Albania’s Opposition Tries to Block EU Accession
In Brussels next week on Tuesday 6th February, President Juncker is due to publish the European Commission’s long-awaited strategy for EU accession prospects for the six countries of the Western Balkans.
Meanwhile across the Adriatic in Tirana, Albania’s opposition Democratic Party seems to be doing everything possible to spoil the party and obstruct the country’s aspirations to start negotiations with the EU.
Last weekend the opposition leader Lulzim Basha organised a rally at which he addressed his supporters in central Tirana. The meeting was peaceful enough, but with fiery rhetoric, he accused the Albanian Cabinet of links to organised crime and called for them to resign.
This was part of an orchestrated “come-back” propaganda campaign for his opposition party, initiated earlier this year to attack the Edi Rama Government. Paradoxically, it risks backfiring badly and in the process undermining the EU dream of the majority of Albania’s citizens.

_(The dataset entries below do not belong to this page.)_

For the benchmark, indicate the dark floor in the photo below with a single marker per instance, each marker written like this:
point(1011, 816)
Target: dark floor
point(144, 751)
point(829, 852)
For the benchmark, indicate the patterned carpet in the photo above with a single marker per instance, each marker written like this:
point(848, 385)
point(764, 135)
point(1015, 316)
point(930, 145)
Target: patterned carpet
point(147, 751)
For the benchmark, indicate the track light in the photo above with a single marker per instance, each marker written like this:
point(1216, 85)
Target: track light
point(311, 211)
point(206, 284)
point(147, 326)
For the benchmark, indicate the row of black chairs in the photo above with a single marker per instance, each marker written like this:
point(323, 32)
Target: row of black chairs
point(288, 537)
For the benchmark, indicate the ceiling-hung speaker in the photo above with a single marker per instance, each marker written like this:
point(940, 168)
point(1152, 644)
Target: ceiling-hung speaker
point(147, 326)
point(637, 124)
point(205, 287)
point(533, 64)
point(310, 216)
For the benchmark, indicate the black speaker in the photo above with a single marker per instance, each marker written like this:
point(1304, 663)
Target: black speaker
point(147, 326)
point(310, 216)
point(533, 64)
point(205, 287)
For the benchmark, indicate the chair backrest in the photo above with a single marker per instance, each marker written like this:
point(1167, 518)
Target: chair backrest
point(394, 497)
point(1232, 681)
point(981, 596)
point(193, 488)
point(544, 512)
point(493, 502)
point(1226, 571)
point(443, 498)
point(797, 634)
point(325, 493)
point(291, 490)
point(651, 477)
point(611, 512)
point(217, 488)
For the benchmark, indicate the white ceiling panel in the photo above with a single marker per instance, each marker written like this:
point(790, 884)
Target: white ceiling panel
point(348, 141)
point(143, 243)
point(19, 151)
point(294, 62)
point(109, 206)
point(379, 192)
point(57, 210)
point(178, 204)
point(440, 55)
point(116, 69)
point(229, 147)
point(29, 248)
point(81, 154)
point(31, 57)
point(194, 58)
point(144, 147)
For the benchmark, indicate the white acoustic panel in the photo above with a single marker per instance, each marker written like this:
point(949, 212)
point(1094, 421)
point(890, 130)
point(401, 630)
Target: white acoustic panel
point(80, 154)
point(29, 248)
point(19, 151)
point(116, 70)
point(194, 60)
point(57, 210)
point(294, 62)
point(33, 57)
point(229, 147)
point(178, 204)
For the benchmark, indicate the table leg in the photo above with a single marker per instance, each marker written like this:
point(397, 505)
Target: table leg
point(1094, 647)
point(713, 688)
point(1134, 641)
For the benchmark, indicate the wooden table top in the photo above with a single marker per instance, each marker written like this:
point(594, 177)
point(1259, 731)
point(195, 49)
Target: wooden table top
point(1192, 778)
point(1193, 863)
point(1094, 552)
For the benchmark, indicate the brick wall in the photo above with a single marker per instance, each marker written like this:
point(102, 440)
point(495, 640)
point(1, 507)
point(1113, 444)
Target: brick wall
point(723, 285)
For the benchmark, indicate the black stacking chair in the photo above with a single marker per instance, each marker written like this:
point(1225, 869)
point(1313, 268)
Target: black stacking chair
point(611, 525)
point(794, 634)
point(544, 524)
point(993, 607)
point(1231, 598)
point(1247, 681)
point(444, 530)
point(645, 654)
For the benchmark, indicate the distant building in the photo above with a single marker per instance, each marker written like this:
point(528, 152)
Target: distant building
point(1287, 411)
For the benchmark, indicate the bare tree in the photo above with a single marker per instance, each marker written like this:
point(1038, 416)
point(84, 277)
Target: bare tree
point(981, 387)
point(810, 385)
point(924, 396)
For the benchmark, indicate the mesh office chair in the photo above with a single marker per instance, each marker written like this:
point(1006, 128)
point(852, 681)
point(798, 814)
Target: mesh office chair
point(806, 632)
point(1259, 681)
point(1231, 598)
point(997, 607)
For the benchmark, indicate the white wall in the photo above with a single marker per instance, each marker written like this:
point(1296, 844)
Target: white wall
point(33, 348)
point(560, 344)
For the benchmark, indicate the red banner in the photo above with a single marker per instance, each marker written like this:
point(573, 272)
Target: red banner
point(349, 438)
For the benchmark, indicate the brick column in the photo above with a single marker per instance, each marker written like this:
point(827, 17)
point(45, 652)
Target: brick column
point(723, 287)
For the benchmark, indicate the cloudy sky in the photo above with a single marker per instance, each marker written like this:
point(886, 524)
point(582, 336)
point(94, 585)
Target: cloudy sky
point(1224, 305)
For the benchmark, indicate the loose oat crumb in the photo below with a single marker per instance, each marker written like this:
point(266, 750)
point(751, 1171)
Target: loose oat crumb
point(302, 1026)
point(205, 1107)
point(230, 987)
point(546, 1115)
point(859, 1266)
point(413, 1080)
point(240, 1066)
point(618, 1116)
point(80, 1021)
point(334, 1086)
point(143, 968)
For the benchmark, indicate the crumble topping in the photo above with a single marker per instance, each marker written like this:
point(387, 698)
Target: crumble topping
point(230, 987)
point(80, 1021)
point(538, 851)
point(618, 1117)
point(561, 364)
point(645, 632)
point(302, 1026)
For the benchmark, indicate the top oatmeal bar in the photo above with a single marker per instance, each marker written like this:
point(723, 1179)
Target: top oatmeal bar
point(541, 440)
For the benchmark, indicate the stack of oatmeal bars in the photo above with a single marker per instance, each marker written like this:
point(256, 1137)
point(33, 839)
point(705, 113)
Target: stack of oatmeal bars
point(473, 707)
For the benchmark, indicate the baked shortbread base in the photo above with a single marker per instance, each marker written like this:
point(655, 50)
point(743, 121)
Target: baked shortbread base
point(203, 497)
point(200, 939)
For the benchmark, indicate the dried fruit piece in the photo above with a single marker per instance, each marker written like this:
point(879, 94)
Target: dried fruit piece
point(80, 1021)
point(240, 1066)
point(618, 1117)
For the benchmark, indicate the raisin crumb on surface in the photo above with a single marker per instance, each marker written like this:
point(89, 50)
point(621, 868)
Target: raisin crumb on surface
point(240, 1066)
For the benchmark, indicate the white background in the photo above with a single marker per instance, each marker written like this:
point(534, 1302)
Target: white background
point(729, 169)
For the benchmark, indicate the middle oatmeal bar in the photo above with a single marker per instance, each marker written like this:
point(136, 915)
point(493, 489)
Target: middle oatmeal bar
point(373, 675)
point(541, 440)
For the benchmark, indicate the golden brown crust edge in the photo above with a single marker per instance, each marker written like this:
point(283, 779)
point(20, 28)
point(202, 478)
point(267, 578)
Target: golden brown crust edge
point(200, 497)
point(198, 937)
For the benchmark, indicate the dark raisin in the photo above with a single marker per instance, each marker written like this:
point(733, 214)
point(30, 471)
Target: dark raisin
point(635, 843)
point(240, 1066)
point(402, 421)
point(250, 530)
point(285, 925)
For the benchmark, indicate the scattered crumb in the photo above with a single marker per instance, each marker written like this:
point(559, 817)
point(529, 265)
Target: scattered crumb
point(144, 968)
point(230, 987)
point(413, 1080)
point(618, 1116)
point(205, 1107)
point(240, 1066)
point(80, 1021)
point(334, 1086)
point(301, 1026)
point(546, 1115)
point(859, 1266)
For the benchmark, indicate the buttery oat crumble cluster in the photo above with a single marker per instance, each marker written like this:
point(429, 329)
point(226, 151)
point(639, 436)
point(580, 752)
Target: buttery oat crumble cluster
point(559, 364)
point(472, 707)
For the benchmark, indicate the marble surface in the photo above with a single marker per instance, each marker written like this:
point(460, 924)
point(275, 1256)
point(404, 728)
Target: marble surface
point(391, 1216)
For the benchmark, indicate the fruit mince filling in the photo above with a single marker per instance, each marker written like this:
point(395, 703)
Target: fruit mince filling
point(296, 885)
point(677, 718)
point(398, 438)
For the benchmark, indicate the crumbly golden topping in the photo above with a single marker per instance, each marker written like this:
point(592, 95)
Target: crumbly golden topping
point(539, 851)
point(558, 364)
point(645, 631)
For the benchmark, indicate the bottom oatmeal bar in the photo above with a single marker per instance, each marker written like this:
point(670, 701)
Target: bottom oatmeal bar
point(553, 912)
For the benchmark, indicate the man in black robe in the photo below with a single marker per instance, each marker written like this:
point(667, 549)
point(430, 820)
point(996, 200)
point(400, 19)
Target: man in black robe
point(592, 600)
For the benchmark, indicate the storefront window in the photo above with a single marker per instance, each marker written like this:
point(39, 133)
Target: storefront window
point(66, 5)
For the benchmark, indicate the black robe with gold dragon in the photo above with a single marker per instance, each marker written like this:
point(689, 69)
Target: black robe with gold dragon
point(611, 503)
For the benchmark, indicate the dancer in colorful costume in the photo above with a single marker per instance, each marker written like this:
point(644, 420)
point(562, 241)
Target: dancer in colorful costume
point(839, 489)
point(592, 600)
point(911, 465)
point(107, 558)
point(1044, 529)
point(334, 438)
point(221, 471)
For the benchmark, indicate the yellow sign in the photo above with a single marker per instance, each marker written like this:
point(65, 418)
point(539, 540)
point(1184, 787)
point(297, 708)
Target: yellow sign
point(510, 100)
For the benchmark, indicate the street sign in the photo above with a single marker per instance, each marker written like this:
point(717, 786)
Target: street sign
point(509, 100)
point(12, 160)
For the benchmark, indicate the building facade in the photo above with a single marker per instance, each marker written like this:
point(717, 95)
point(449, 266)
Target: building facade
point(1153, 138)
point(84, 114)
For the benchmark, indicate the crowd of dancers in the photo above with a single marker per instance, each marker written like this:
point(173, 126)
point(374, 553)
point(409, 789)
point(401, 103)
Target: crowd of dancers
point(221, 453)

Last Saturday’s political rally was a test of popular support for the opposition, which lost heavily in last year’s general election, winning less than one-third of the seats in Albania’s parliament.
Addressing his supporters at the rally, Basha called for “an anti-Mafia government that will fight organised crime, take the justice reform ahead in line with the constitution.”
But puzzlingly earlier this year his party actively opposed reform of the justice system, and obstructively boycotted the Albanian parliament.
The major reform of the justice system which is being pursued by Prime Minister Edi Rama’s administration is, in fact, an EU requirement, and involves the removal of corrupt judges and prosecutors.
His government is making steady progress in all of the five areas Brussels has specified as prerequisites before accession talks can be opened:- administrative reform, protection of human rights, the battle against corruption, reform of the justice system and tackling organised crime. In contradiction to the Government’s active programme, the opposition appears determined to derail these efforts, without regard for what is best for the country as a whole, as the political battle for power continues between the country’s two main parties.
Some commentators have suggested that the recent intensification of this political rivalry actually provides clear evidence that the implementation of reforms in Albania is working, and having an impact on real change.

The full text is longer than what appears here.